From Jack Lynch’s delightful The English Language –
– A User’s Guide, the following bit of sage advice:
Along with split infinitives, a favorite bugbear of the traditionalists is the rule that you should not end a sentence with a preposition. Whatever the merit of the rule — and both historically and logically, there’s not much — there’s a substantial body of opinion against end-of-sentence prepositions; if you want to keep the crusty old-timers happy, try to avoid ending written sentences (and clauses) with prepositions, such as to, with, from, at, and in. Instead of writing “The topics we want to write on,” where the preposition on ends the clause, consider “The topics on which we want to write.” Prepositions should usually go before (pre-position) the words they modify.
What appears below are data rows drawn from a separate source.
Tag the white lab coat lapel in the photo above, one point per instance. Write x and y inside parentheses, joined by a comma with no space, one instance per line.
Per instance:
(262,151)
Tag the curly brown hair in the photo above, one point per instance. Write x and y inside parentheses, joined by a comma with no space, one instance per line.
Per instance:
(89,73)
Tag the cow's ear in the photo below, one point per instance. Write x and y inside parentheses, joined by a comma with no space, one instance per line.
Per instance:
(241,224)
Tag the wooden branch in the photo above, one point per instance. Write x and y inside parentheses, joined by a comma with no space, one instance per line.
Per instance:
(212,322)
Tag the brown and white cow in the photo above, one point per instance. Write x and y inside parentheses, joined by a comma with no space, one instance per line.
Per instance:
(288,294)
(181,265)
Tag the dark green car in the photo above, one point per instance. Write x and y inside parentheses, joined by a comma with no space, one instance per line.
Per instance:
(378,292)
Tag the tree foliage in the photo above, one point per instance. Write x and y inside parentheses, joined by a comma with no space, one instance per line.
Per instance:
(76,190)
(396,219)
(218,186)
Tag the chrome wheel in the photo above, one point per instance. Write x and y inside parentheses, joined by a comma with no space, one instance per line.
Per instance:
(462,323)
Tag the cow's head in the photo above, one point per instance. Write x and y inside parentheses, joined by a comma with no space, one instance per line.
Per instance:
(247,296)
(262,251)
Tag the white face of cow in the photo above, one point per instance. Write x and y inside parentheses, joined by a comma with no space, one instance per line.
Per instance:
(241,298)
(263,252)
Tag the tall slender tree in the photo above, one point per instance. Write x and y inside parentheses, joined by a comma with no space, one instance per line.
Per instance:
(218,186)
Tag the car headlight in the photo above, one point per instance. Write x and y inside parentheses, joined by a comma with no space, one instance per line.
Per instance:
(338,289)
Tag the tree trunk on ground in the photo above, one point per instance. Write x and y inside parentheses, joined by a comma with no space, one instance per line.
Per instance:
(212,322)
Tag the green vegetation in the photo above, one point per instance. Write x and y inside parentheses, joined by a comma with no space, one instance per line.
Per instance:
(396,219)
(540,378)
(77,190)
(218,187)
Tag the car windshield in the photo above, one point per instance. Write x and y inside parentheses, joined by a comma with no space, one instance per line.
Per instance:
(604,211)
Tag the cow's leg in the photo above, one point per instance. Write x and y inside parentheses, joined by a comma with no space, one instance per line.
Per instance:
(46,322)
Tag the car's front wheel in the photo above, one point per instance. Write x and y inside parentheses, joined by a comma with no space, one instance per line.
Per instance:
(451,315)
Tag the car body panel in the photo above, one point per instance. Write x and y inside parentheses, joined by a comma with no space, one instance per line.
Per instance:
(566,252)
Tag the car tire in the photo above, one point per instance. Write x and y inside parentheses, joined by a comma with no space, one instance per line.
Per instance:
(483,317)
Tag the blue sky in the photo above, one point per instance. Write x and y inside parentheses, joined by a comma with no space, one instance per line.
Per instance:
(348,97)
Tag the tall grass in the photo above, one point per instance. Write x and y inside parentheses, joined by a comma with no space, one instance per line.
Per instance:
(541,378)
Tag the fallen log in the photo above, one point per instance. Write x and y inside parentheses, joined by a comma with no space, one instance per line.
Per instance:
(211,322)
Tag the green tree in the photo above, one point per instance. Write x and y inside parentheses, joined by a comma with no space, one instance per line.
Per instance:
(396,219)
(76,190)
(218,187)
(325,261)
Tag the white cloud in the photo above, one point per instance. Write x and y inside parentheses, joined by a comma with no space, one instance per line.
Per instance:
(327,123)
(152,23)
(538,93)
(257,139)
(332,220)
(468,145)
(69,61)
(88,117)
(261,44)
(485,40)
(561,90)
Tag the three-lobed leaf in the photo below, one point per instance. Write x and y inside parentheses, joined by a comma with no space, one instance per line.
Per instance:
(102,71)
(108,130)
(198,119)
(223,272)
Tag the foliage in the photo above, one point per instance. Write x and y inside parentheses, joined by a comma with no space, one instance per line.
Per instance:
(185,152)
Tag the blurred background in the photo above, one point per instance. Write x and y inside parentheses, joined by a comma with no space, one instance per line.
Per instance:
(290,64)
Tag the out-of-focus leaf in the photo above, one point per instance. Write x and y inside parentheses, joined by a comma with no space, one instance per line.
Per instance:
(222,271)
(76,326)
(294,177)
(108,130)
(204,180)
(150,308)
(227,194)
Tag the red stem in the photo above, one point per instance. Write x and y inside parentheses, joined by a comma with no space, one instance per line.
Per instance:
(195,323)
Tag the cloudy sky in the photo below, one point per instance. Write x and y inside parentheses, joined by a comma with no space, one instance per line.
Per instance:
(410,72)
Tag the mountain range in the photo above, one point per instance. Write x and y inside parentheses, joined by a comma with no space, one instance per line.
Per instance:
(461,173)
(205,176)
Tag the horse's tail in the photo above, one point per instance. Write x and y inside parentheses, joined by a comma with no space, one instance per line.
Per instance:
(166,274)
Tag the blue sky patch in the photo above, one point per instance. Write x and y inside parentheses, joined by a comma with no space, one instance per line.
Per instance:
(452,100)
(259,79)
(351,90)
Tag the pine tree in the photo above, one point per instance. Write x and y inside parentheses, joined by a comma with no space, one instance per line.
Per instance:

On the other hand — and it’s a big other hand — old-timers shouldn’t always dictate your writing, and you don’t deserve your writing license if you elevate this rough guideline into a superstition. Don’t let it make your writing clumsy or obscure; if a sentence is more graceful with a final preposition, let it stand. For instance, “He gave the public what it longed for” is clear and idiomatic, even though it ends with a preposition; “He gave the public that for which it longed” avoids the problem but doesn’t look like English. A sentence becomes unnecessarily obscure when it’s filled with from whoms and with whiches. According to a widely circulated (and often mutated) story, Winston Churchill, reprimanded for ending a sentence with a preposition, put it best: “This is the sort of thing up with which I will not put.”